7 Ways to Feel Less Lonely While You're Working From Home

woman on computer

Stocksy

Before I left my full-time office job to go freelance, the thought of working from home all day, every day scared me. The idea of being able to work anywhere was, of course, exciting, but I knew my bank account wouldn’t exactly respond well to me being in a coffee shop or cafe every single day. Realistically, I knew that I would soon be spending a lot of time by myself and I was worried that I would become depressed, lonely, or bored eventually because of the solitude. Ultimately, though, working for myself and from home has been the best thing that’s ever happened to me.
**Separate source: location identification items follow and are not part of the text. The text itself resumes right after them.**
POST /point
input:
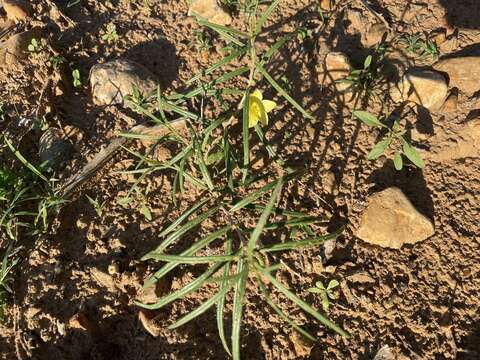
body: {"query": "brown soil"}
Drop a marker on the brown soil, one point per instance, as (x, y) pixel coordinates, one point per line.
(421, 300)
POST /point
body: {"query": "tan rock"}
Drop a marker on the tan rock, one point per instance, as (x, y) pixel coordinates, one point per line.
(374, 35)
(210, 10)
(337, 67)
(390, 220)
(112, 81)
(17, 10)
(464, 72)
(451, 103)
(424, 87)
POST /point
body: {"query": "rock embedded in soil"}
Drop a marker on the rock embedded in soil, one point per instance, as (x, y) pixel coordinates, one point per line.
(390, 220)
(112, 81)
(337, 67)
(463, 72)
(17, 10)
(211, 11)
(53, 151)
(424, 87)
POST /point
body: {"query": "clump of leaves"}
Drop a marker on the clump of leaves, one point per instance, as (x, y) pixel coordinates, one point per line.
(214, 158)
(326, 293)
(393, 139)
(111, 34)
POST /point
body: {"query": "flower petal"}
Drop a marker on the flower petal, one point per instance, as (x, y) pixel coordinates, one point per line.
(257, 94)
(269, 105)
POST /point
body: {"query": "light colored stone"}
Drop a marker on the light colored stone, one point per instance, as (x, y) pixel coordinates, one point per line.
(112, 81)
(451, 103)
(424, 87)
(385, 353)
(211, 11)
(337, 67)
(390, 220)
(374, 35)
(464, 72)
(17, 10)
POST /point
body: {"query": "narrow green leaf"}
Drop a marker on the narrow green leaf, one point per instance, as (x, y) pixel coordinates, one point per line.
(412, 154)
(181, 293)
(221, 301)
(200, 244)
(245, 130)
(182, 217)
(279, 311)
(252, 242)
(266, 15)
(397, 160)
(367, 118)
(304, 306)
(238, 301)
(283, 93)
(184, 229)
(379, 149)
(289, 245)
(180, 259)
(201, 309)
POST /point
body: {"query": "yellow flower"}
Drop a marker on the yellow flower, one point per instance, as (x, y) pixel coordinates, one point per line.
(258, 109)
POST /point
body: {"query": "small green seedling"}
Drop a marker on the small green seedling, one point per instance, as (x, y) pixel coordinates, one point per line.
(111, 34)
(420, 47)
(326, 293)
(96, 205)
(57, 60)
(77, 82)
(35, 46)
(394, 138)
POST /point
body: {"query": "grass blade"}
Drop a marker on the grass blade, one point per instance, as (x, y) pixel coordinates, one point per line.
(182, 217)
(252, 242)
(189, 252)
(238, 301)
(185, 228)
(180, 259)
(194, 285)
(221, 300)
(279, 311)
(201, 309)
(266, 15)
(245, 130)
(289, 245)
(283, 93)
(303, 305)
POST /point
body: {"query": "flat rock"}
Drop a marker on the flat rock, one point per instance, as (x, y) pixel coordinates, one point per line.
(464, 72)
(112, 81)
(337, 67)
(17, 10)
(211, 11)
(390, 220)
(424, 87)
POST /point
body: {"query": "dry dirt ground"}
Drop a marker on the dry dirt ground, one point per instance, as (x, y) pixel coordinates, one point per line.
(421, 300)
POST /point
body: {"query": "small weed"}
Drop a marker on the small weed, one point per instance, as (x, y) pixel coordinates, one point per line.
(57, 60)
(111, 35)
(77, 82)
(326, 293)
(394, 139)
(421, 47)
(36, 46)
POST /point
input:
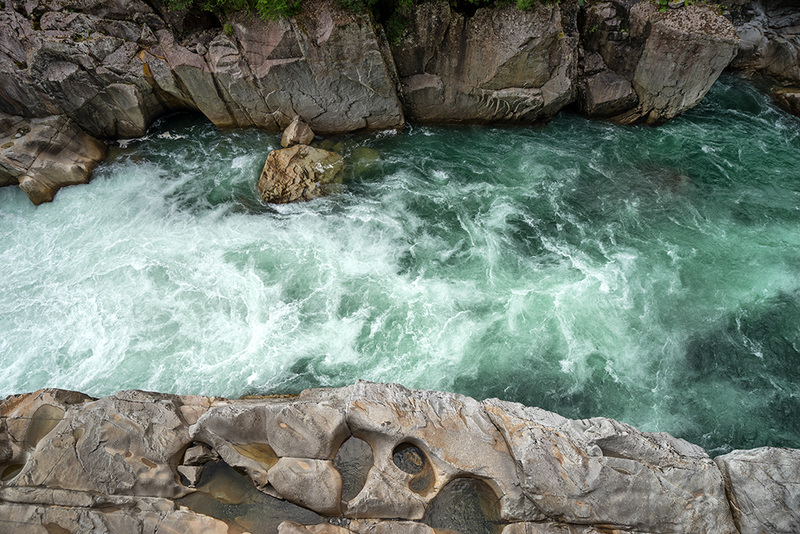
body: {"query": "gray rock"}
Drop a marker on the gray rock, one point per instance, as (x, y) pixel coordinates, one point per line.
(789, 99)
(454, 436)
(125, 444)
(44, 155)
(671, 59)
(192, 473)
(252, 435)
(291, 527)
(313, 484)
(602, 472)
(37, 519)
(199, 454)
(764, 488)
(685, 52)
(297, 133)
(502, 64)
(299, 173)
(769, 43)
(606, 94)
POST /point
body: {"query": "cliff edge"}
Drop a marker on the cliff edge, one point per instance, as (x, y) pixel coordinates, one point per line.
(368, 458)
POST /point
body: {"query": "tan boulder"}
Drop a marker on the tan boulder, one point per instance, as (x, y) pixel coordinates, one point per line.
(298, 173)
(44, 155)
(602, 472)
(313, 484)
(125, 444)
(764, 487)
(297, 133)
(421, 441)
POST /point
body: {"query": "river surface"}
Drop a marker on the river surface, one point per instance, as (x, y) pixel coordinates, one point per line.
(646, 274)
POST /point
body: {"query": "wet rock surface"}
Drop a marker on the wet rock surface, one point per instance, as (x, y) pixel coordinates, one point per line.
(435, 461)
(297, 173)
(111, 68)
(44, 155)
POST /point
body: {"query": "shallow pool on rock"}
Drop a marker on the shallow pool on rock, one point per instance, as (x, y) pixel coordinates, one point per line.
(646, 274)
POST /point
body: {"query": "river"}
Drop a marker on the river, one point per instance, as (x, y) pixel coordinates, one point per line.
(646, 274)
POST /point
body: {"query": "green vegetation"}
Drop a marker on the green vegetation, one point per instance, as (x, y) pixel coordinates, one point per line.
(394, 12)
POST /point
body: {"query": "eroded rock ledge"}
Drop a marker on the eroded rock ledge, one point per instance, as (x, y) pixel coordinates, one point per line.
(368, 458)
(109, 68)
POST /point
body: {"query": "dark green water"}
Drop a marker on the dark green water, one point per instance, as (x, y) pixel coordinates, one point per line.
(646, 274)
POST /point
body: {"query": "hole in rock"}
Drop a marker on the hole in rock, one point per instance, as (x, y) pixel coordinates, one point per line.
(353, 461)
(409, 458)
(412, 460)
(226, 494)
(44, 419)
(466, 506)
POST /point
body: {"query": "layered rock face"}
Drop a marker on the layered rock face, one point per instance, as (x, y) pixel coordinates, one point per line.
(642, 64)
(500, 64)
(368, 458)
(113, 67)
(43, 155)
(770, 46)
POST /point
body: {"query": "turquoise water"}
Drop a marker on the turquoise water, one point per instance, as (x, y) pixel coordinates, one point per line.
(646, 274)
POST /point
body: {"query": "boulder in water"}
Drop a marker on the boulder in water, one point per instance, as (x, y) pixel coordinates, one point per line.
(300, 172)
(297, 133)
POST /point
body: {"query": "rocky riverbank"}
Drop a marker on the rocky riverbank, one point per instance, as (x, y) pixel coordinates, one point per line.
(103, 70)
(368, 458)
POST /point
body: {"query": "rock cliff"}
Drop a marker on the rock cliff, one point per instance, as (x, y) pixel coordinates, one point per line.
(367, 458)
(112, 67)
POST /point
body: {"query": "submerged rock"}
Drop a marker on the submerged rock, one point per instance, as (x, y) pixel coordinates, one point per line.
(298, 173)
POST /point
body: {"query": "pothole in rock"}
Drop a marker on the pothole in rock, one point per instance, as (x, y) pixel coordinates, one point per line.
(226, 494)
(353, 461)
(412, 460)
(44, 419)
(466, 506)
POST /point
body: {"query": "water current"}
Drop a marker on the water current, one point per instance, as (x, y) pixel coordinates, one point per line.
(646, 274)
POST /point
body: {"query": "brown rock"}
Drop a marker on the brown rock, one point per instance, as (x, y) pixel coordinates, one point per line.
(602, 472)
(453, 438)
(501, 64)
(298, 173)
(789, 99)
(126, 444)
(764, 488)
(297, 133)
(606, 94)
(313, 484)
(44, 155)
(671, 59)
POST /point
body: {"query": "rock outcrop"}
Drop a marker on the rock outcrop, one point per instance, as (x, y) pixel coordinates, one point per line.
(300, 172)
(372, 458)
(500, 64)
(44, 155)
(111, 68)
(670, 59)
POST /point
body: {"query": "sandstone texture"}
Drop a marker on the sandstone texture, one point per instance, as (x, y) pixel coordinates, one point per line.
(670, 59)
(501, 64)
(44, 155)
(367, 458)
(764, 487)
(105, 70)
(300, 172)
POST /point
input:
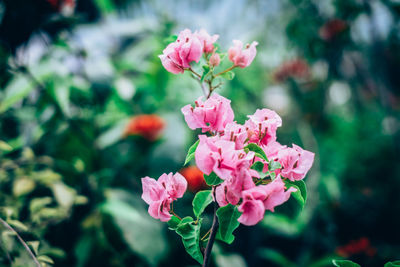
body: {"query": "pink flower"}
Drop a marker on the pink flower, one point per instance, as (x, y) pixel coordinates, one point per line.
(242, 58)
(207, 40)
(178, 55)
(261, 127)
(230, 191)
(295, 161)
(215, 60)
(236, 133)
(260, 198)
(211, 115)
(214, 154)
(160, 194)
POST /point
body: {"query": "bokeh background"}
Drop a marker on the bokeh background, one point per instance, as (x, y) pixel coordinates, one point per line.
(77, 76)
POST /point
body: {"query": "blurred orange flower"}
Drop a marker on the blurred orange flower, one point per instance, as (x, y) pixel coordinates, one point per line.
(332, 28)
(361, 245)
(296, 68)
(195, 178)
(148, 126)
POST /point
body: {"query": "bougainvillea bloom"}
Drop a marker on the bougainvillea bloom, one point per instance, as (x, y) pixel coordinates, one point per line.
(262, 126)
(161, 193)
(148, 126)
(236, 133)
(264, 197)
(211, 115)
(242, 57)
(296, 162)
(194, 177)
(215, 60)
(177, 56)
(207, 40)
(216, 155)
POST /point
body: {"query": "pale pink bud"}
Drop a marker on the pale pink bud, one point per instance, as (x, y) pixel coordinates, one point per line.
(215, 60)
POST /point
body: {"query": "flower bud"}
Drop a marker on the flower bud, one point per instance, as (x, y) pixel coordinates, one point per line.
(215, 60)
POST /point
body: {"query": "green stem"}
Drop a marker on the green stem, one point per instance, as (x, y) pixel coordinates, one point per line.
(6, 225)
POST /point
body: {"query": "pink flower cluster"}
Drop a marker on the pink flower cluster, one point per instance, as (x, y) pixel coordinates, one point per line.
(161, 193)
(189, 47)
(223, 153)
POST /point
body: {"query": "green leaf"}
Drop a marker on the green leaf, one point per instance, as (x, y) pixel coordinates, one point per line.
(344, 263)
(5, 147)
(173, 223)
(392, 264)
(212, 179)
(258, 150)
(16, 90)
(228, 221)
(228, 75)
(206, 71)
(191, 152)
(259, 166)
(45, 259)
(274, 165)
(300, 195)
(190, 234)
(201, 201)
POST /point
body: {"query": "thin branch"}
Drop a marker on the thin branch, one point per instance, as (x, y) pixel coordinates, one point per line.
(6, 225)
(211, 240)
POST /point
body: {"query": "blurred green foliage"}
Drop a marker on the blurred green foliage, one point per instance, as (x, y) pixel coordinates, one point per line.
(70, 178)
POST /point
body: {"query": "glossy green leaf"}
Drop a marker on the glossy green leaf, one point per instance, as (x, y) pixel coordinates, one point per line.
(300, 195)
(212, 179)
(191, 152)
(201, 201)
(190, 234)
(344, 263)
(173, 223)
(258, 150)
(206, 70)
(228, 221)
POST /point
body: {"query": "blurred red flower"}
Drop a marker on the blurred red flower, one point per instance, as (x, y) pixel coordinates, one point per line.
(194, 177)
(361, 245)
(332, 28)
(148, 126)
(297, 69)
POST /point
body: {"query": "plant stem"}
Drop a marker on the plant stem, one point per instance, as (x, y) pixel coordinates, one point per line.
(6, 225)
(213, 233)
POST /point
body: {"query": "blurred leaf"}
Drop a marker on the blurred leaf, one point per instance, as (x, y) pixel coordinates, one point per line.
(64, 195)
(228, 75)
(45, 259)
(18, 225)
(190, 234)
(5, 147)
(191, 152)
(35, 246)
(142, 233)
(392, 264)
(201, 200)
(212, 179)
(228, 221)
(345, 263)
(258, 150)
(18, 88)
(23, 186)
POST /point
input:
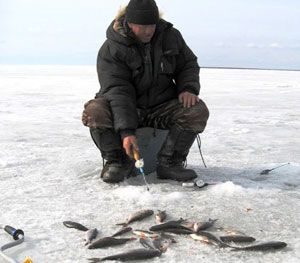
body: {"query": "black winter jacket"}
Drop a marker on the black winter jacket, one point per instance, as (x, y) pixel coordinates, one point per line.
(135, 75)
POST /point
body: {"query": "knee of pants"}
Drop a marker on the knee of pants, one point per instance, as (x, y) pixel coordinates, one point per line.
(195, 118)
(100, 112)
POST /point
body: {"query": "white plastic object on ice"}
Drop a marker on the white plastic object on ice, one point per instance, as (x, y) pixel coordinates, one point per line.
(139, 163)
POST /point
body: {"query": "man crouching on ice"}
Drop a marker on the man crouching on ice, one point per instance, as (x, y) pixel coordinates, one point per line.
(149, 77)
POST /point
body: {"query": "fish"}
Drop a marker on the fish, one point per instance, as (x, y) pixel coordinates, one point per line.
(199, 226)
(122, 231)
(71, 224)
(161, 244)
(160, 216)
(169, 224)
(263, 246)
(145, 234)
(90, 235)
(237, 238)
(137, 216)
(134, 254)
(209, 238)
(108, 242)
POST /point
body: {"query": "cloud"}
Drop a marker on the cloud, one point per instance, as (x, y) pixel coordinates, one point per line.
(34, 29)
(253, 45)
(275, 45)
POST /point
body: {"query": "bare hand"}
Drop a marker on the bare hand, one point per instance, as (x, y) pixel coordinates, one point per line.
(188, 99)
(130, 144)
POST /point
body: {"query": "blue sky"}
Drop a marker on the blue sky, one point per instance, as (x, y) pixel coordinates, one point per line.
(226, 33)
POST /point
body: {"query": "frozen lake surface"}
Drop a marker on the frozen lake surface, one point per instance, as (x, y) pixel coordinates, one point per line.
(49, 166)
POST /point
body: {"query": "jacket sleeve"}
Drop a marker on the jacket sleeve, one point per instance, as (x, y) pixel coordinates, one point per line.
(116, 86)
(187, 68)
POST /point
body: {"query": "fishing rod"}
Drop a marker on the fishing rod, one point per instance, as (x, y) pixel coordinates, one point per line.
(18, 236)
(139, 164)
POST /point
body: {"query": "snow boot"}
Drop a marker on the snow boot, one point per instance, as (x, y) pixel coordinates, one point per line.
(172, 156)
(116, 169)
(118, 165)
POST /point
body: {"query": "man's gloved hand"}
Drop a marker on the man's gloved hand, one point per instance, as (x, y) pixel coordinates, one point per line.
(188, 99)
(91, 115)
(130, 144)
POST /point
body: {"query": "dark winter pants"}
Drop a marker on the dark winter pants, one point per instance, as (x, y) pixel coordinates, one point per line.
(168, 115)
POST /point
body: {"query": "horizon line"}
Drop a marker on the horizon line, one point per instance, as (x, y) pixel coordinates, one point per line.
(201, 67)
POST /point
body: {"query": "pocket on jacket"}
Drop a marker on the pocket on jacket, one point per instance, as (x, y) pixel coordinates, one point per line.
(168, 62)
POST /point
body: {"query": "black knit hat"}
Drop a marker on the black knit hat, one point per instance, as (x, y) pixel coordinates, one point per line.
(142, 12)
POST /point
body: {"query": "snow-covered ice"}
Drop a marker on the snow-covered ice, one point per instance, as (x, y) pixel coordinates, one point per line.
(49, 166)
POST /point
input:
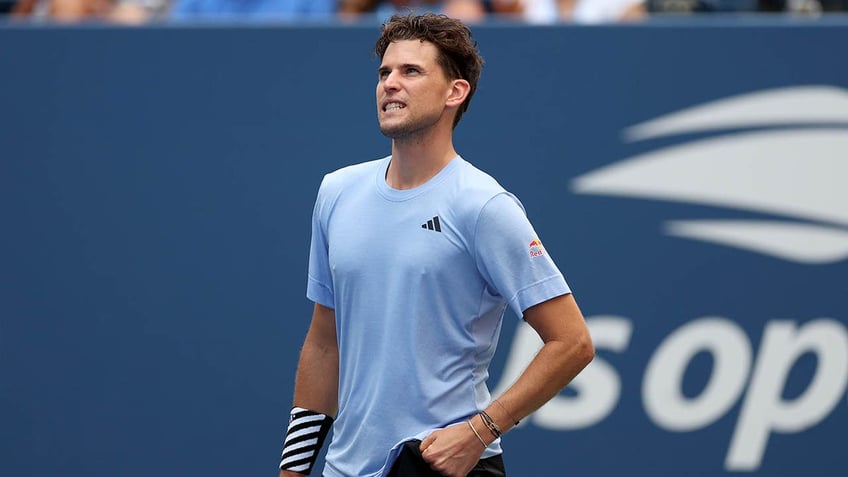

I almost never feel lonely, have a healthier work/life balance, and surprisingly going to a coffee shop still feels like a treat. There are a few habits and mindsets that have made all of the difference for me, though. If you’re struggling with working from home and feeling lonely or you’re thinking about leaving your office soon, here are seven ways to feel less lonely if you work from home.

01 of 07

Get Over Your Phone Call Anxiety

In a perfect world, maybe we would all feel like meeting up with friends every day before or after work. Odds are, though, that probably won’t happen — even if you’re just working in your pajamas from your kitchen table. One of the best things I did when I went freelance was to get over my anxiety about calling people on the phone. Now, I talk to friends and family on the phone regularly. It’s (basically) face-to-face connection without having to reschedule six different times before finding the perfect happy hour slot that works for both your schedules. Plus, it’s perfect for long-distance friendships. Pro tip: Phone calls and long walks are a great combination and provide an excuse to get some fresh air.

02 of 07

Take Stock Of Your Relationships

I used to feel like I had to have a million different friends to be happy — that I had to be in certain social circles and cliques. When I started working from home, a lot of this pressure disappeared, and it forced me to actually take stock of my relationships. I thought long and hard about the friendships that were most dear to me (versus the ones that were vapid or fleeting) and I put effort into those instead of trying to make everyone like me. I now have stronger relationships than ever. Plus,I never feel stressed about how empty or full my social calendar is as long as I’m making time for those particular relationships that matter the most.

03 of 07

Choose One Or Two Days A Week To Work Somewhere Other Than Home

Every Friday, I treat myself to working from my favorite coffee shop instead of my desk at home. I also treat myself to working outside of the house if I have a particularly difficult or overwhelming project ahead of me. Not only does this schedule save me money, but it makes me look forward to work on Fridays, rather than counting down the seconds to the weekend. It also makes more difficult projects seem that much easier—the experience of being outside the house gives me a little boost. 

04 of 07

Appreciate The Lack of Social Pressure

Daily social interaction and small talk may disappear when you start working from home, but you know what else disappears? The pressure to make small talk and forced daily social interaction. Whether we fully realize it or not, workplace social dynamics can be exhausting. Having to worry about whether or not your boss’ boss likes you or if you should participate in this week’s office gossip can be stressful. When you work from home, none of that exists in the same way. The pressure is gone. Acknowledging and appreciating this has helped me endlessly with loneliness. All that energy I spent trying to make my coworkers like me is now spent on the things that bring me joy. 

05 of 07

Join Freelancing Or Work From Home Groups And Networks

There are dozens of online and IRL groups that bring together freelancers, self-employed people, and anyone who works from home on a daily basis. Connecting and commiserating with people who understand what you’re going through is helpful in any situation — and that includes when you start working from home.

06 of 07

Create Group Chats That You Can Access From Your Computer

Being on your phone throughout the day is distracting, no matter what your job is. Create some online group chats (WhatsApp is great for this, and iMessaging can work, too) with your closest friends that you can access throughout the day in a way that’s not going to take you completely out of whatever you’re working on at any given moment. Being able to send a meme or link to your friend group throughout the day and get their responses can sometimes be exactly the social boost you need. 

07 of 07

Give Yourself Ample Time Off

If you’re one of the many people who work from home and for themselves, then it can be tempting to work all the time just because you can. Being in total control of your income is empowering, and it’s easy to understand why the feeling leads those who are self-employed to give themselves very few days off. However, keeping yourself to a normal schedule (whether that be 9 - 5 or 10 - 6 or 7 - 4) as possible and giving yourself intentional time off is key. If not, you run the risk of isolating yourself from your friends and family who may have more traditional work schedules.